Achievements and titles
- National finals: 100 yd breaststroke, 1st (1939) 220 yd breaststroke, 1st (1929, 1930, 1931, 1932, 1933, 1934, 1935, 1936)
- Personal best(s): 100 yd breaststroke: 1:15.6 220 yd breaststroke: 3:01.4

= Len Smith (swimmer) =

New Zealand swimmer (1906–1998)

Leonard Smith (29 July 1906 – 14 March 1998) was a New Zealand swimmer who represented his country at the 1934 British Empire Games in London.

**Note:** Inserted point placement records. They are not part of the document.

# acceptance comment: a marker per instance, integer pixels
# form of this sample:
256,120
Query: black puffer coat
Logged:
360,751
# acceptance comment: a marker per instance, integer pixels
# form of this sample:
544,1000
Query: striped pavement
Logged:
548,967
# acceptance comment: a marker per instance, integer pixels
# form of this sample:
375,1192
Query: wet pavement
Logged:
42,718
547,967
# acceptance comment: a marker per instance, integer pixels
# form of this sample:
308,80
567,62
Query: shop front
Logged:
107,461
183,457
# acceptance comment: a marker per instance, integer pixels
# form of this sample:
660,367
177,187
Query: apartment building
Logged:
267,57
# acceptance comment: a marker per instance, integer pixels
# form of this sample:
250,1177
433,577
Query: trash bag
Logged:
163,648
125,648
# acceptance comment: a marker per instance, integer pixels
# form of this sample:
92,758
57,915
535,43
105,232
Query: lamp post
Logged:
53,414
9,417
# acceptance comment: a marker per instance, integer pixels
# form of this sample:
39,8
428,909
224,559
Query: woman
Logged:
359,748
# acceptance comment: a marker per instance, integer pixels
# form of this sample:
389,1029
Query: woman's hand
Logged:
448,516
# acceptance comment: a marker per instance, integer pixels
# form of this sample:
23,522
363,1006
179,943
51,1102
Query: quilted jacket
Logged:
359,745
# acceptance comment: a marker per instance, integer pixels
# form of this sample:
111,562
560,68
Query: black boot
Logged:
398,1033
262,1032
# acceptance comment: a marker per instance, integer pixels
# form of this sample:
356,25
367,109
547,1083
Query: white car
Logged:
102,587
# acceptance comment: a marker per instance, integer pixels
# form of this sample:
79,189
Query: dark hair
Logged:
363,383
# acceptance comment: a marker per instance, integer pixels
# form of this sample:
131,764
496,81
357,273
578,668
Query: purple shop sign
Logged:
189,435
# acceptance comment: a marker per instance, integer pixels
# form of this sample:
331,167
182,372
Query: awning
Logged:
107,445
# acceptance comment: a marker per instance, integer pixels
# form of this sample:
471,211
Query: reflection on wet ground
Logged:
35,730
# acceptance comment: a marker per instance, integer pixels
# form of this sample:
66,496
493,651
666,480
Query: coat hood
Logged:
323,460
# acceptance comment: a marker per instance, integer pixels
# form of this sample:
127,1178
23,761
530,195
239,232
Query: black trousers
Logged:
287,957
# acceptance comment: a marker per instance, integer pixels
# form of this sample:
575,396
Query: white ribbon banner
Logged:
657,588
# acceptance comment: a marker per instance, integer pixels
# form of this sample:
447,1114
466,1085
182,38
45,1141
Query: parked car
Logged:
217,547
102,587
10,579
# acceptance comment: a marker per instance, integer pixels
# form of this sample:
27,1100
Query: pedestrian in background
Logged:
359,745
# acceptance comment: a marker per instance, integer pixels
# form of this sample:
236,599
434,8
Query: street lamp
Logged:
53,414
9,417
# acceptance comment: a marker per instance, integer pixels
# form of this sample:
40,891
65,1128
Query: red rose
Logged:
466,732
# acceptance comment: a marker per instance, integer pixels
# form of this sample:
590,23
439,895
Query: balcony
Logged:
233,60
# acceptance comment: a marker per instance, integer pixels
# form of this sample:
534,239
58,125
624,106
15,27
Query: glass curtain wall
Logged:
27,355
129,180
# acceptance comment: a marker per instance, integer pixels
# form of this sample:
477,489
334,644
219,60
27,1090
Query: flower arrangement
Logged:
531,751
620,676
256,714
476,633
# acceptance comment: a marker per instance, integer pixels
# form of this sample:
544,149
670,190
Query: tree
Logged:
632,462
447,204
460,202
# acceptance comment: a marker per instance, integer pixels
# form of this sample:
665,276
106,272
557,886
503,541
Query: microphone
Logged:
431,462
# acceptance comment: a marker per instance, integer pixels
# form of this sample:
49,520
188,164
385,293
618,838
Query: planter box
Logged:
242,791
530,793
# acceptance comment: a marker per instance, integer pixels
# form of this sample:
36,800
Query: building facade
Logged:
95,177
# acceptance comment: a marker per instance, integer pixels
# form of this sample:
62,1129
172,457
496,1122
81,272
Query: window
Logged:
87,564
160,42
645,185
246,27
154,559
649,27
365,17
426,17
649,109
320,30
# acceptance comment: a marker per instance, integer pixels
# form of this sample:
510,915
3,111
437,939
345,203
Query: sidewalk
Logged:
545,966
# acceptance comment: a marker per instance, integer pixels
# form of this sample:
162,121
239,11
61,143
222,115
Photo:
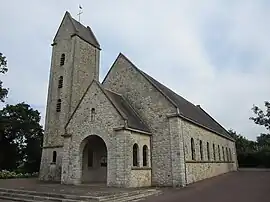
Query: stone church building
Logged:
128,130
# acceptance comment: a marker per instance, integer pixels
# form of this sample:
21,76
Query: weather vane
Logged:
80,12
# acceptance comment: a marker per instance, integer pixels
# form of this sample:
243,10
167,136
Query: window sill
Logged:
141,168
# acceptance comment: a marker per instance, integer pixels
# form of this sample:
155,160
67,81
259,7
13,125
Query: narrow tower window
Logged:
230,154
90,157
58,105
201,150
192,149
223,153
214,152
135,155
219,156
208,152
62,59
60,82
54,157
93,113
145,155
227,159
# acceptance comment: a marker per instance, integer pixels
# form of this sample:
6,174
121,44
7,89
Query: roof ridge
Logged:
136,113
142,73
199,106
196,115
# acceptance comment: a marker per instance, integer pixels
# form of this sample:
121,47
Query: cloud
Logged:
214,53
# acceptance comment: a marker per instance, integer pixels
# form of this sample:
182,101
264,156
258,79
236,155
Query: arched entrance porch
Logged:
94,160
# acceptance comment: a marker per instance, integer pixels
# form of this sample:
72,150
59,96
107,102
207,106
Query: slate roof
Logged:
81,31
187,110
125,109
85,33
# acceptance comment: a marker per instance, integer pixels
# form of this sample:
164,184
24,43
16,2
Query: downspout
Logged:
183,139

Born in Whanganui in 1906, Smith was a farmer and a member of the Feilding Amateur Swimming Club. He won nine New Zealand national breaststroke titles: the 100 yards in 1939; and the 220 yards every year from 1929 to 1936. His best winning time for the 220 yards breaststroke was 3:01.4, which he swam in breaking his own New Zealand record at the 1935 national championships at the Tepid Baths in Auckland. He also held the national 100 yards breaststroke record, with a time of 1:15.6 clocked when he won the New Zealand title for that distance in 1939.

At the 1934 British Empire Games, Smith competed in the men's 200 yards breaststroke. He finished third in his heat and did not progress. However, he reached the final of the 3 x 100 yards medley relay with teammates Noel Crump and Wiremu Whareaitu, finishing fifth.

Smith retired from competitive swimming after the 1939 season.